The matter has been bubbling for a year now and even though some of the local media are mocking ADF’s presence in this legal fight, it sounds like the shelter first tried to reason their way out of this, but — after months of pressure from the Anchorage Equal Rights Commission — it decided to call in the big guns and file a religious freedom lawsuit against the city, the commission and the commission’s executive director.

The ADF set out its version of the events in this recent editorial in the Anchorage Daily News.

The Daily News pointed out last spring that:

There were unresolved questions surrounding the Hope Center complaint. Kevin Clarkson, an attorney for the Hope Center, said the person who filed the complaint was not kept out of the shelter because they were transgender. He said it was because the person was intoxicated and came to the shelter while it was closed.

Even so, Clarkson said the Hope Center is a religious organization that would not allow a "biological man" to be sheltered there. The city's other two emergency women's shelters, one of which is run by Catholic Social Services, do take in transgender women.

Whether Prop. 1 — or the city's current, broader nondiscrimination laws that Prop. 1 seeks to amend — would apply to the Hope Center is open to debate. City law bars discrimination over sex and gender identity in public accommodations, but the Hope Center says it does not serve the general public.
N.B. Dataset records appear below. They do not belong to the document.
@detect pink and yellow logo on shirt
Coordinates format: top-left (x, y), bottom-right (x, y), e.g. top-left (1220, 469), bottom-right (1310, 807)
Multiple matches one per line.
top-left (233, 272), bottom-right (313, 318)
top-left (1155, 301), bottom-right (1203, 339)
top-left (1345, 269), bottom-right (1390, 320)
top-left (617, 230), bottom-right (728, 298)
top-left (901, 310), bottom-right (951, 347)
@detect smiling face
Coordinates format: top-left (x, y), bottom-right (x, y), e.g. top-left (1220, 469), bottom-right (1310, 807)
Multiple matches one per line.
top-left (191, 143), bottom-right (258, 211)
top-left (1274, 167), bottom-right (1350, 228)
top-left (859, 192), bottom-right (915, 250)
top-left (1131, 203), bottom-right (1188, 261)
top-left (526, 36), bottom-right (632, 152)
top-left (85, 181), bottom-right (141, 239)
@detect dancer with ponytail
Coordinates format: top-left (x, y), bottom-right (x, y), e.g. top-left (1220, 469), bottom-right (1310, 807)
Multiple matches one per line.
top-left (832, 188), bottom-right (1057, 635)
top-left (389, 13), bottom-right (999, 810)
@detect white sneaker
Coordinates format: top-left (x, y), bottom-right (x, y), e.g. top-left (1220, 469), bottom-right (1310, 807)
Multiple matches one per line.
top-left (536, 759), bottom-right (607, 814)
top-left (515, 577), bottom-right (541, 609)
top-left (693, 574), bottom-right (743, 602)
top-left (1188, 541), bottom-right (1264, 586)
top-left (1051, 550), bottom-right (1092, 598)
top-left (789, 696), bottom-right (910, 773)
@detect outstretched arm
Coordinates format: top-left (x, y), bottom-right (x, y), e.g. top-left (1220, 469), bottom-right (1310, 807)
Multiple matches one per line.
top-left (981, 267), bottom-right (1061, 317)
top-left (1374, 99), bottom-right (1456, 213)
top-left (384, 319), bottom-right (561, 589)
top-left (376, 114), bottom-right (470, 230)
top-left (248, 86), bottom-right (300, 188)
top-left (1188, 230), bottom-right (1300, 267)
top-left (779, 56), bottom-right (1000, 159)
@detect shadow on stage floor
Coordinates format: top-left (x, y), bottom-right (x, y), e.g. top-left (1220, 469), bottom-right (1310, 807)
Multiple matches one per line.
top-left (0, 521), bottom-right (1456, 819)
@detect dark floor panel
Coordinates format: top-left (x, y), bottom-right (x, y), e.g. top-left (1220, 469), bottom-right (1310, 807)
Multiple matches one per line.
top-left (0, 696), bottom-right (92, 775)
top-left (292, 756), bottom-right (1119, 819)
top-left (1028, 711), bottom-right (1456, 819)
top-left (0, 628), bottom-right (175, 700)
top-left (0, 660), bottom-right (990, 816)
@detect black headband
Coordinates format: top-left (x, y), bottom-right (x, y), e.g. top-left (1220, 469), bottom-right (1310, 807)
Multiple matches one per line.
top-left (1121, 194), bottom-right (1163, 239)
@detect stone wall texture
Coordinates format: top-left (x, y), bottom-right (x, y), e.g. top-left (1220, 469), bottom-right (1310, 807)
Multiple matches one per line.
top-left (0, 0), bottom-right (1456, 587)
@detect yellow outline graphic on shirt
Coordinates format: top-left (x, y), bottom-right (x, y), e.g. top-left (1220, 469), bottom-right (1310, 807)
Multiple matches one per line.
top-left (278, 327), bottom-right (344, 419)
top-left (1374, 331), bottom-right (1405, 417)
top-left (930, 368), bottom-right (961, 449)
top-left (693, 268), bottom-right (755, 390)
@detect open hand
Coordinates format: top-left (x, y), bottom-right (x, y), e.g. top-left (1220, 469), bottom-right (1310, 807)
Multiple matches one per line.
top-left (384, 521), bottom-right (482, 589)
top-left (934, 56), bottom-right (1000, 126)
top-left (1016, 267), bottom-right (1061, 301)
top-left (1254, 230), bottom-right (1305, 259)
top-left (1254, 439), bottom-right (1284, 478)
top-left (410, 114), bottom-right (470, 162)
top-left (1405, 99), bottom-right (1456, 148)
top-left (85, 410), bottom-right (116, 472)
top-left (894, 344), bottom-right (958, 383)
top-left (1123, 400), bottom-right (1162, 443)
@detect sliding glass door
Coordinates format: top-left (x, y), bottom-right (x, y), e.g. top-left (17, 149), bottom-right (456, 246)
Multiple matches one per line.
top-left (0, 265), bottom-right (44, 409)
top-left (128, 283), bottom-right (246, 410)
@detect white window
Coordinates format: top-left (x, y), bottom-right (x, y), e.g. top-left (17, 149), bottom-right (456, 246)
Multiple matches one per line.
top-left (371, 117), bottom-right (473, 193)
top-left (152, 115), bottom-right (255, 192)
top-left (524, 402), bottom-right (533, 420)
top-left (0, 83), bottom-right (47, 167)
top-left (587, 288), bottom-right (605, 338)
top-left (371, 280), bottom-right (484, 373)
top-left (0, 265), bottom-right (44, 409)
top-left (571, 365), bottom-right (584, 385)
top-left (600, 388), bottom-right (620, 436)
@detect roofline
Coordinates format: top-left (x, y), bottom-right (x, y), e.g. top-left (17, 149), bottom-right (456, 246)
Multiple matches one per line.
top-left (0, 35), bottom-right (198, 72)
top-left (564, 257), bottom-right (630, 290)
This story has a lot of twists and turns, including several folks in the comments section pointing out that the transgender individual had been denied services elsewhere, but she was only going after Hope Center. I don’t see any interviews with the transgender woman in the various news articles I’ve called up, and other descriptions I’ve read sounds like this person is a few bulbs short of a chandelier.

I’m curious why the Anchorage paper even used the AP story in the first place, as it had its own reporters covering the fracas. The only reason for running it was to slam the ADF for showing up. It’s clear higher-ups at the city level didn’t have the leadership to nip this thing in the bud or the wisdom to resolve the dispute before it got to this point.

Note to AP: Stop citing the SPLC as some kind of fount of objective higher wisdom that decides who is and is not a hater. It’s high time it stops quoting that organization and taking it seriously. Some mainline media have already figured this out; it’s time you wised up, too.